The risk of transfusion reactions prevented widespread use of blood transfusion till the turn of the 20th centaury. In 1900 Karl Landsteiner while mixing red cells and serum from his colleagues discovered that the serum of some individuals reacted against the red cells of other individuals. Based on reactions between sera and red cells he described three blood groups, A, B and C (which was later renamed as O). The fourth group of the ABO system, AB, was described a year later. In 1907 Ruben Ottenberg and Schultz suggested that before transfusion both the donor and the recipient be grouped and the blood mixed in the laboratory to ensure compatibility. Using this process Ottenberg virtually eliminated transfusion reaction.  Landsterner and Weiner discovered the Rh Group in 1940. The use of blood grouping (ABO and Rh) and cross-matching has made blood transfusion safe.

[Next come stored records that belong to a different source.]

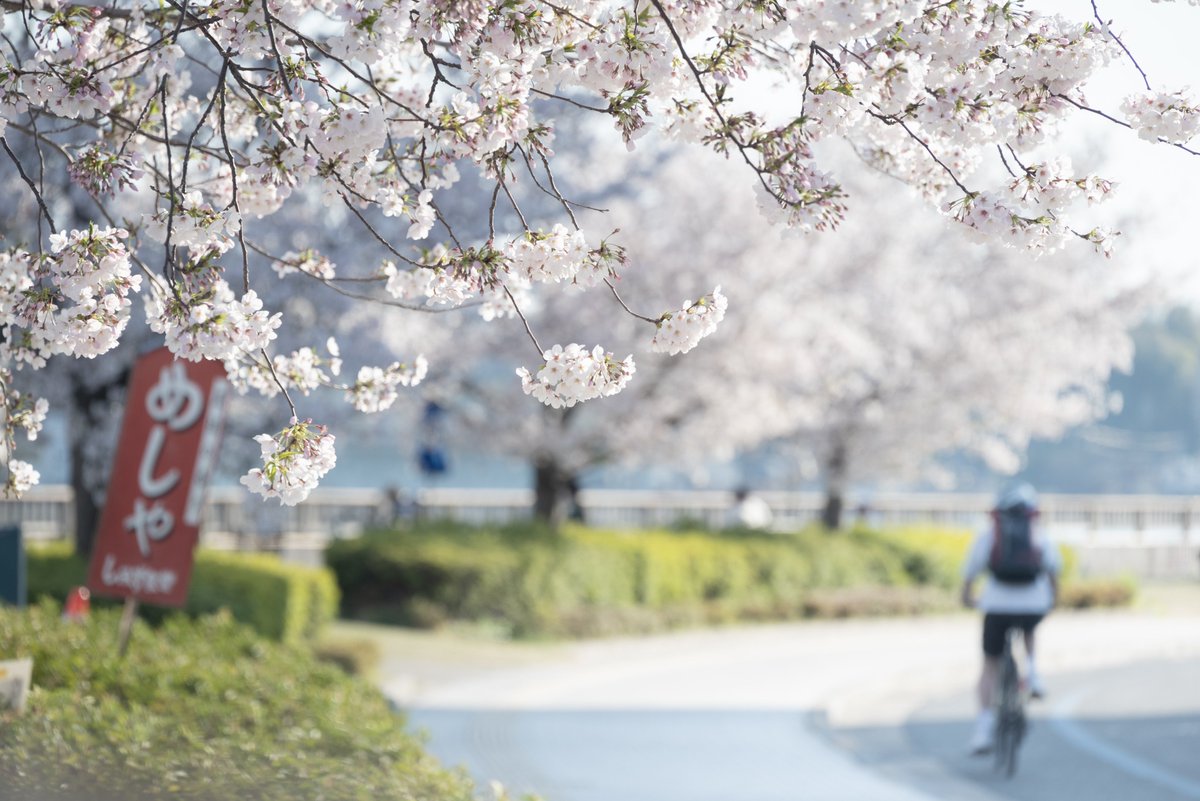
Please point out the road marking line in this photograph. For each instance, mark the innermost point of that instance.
(1078, 736)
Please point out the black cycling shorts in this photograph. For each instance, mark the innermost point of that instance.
(996, 624)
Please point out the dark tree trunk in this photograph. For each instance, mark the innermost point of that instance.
(556, 494)
(90, 409)
(831, 513)
(87, 510)
(835, 488)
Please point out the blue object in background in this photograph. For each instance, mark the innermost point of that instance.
(12, 566)
(431, 456)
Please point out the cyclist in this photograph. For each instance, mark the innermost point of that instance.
(1021, 586)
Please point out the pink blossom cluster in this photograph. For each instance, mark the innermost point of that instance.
(553, 257)
(73, 301)
(994, 218)
(375, 389)
(574, 373)
(1168, 116)
(294, 462)
(203, 319)
(682, 330)
(199, 119)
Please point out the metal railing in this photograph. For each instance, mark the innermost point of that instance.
(46, 512)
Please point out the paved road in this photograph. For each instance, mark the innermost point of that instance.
(870, 711)
(1131, 732)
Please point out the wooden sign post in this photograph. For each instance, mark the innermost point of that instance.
(150, 524)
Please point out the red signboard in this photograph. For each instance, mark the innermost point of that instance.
(169, 443)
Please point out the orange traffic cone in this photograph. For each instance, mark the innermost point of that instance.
(78, 603)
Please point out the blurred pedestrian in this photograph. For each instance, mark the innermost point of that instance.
(1020, 589)
(749, 511)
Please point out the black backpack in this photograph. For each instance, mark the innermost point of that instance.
(1014, 559)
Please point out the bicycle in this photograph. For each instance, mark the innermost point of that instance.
(1011, 721)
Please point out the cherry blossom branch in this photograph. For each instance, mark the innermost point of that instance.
(1123, 124)
(233, 179)
(29, 181)
(516, 307)
(1108, 29)
(631, 312)
(279, 383)
(891, 119)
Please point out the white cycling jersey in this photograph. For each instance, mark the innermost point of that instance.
(1036, 597)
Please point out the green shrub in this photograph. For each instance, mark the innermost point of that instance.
(358, 656)
(585, 582)
(202, 709)
(1089, 594)
(281, 601)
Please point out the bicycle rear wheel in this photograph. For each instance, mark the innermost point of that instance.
(1009, 711)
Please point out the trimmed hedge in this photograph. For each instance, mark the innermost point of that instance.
(202, 709)
(586, 582)
(583, 582)
(281, 601)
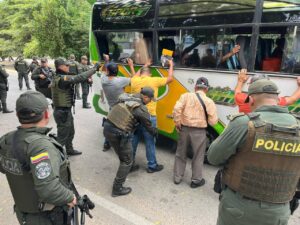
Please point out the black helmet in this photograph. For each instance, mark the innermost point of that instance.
(112, 69)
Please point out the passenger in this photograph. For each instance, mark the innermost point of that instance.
(137, 83)
(240, 97)
(260, 155)
(209, 61)
(192, 114)
(119, 127)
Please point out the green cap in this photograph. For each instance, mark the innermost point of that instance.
(31, 104)
(262, 86)
(60, 61)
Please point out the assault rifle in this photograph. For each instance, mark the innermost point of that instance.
(84, 204)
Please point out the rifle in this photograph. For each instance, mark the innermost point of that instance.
(84, 204)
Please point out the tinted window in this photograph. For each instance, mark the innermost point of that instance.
(178, 13)
(138, 14)
(281, 11)
(208, 48)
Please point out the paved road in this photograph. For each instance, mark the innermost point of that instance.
(154, 200)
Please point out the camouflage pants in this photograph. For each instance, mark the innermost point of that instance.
(234, 209)
(20, 78)
(65, 127)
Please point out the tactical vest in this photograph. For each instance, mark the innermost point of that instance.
(20, 177)
(267, 168)
(121, 115)
(61, 97)
(73, 70)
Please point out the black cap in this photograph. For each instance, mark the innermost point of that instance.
(202, 82)
(112, 69)
(148, 91)
(60, 61)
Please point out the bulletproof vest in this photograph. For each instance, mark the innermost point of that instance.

Figure 1. Biochemistry of ABO Groups

The ABO antigens (figure 1)
Antigens of the ABO system are polysaccharides. They are produced by the interaction of genes at two loci, 19q13.2 and 9q34.1 in two steps. The first step involves addition to a precursor of fucose in a α1-2 linkage to a precursor by the action of FUT1 a fucosyltransferase synthesized by the gene encoding for the H antigen located at 19q13.2. The second step is addition of N-acetylgalactosamine or galactose by glycosyltransferases encoded by the genes for A and B group antigens respectively. These genes are located at 9q34.1. The phenotypes resulting from the action of the two genes are listed in table 1.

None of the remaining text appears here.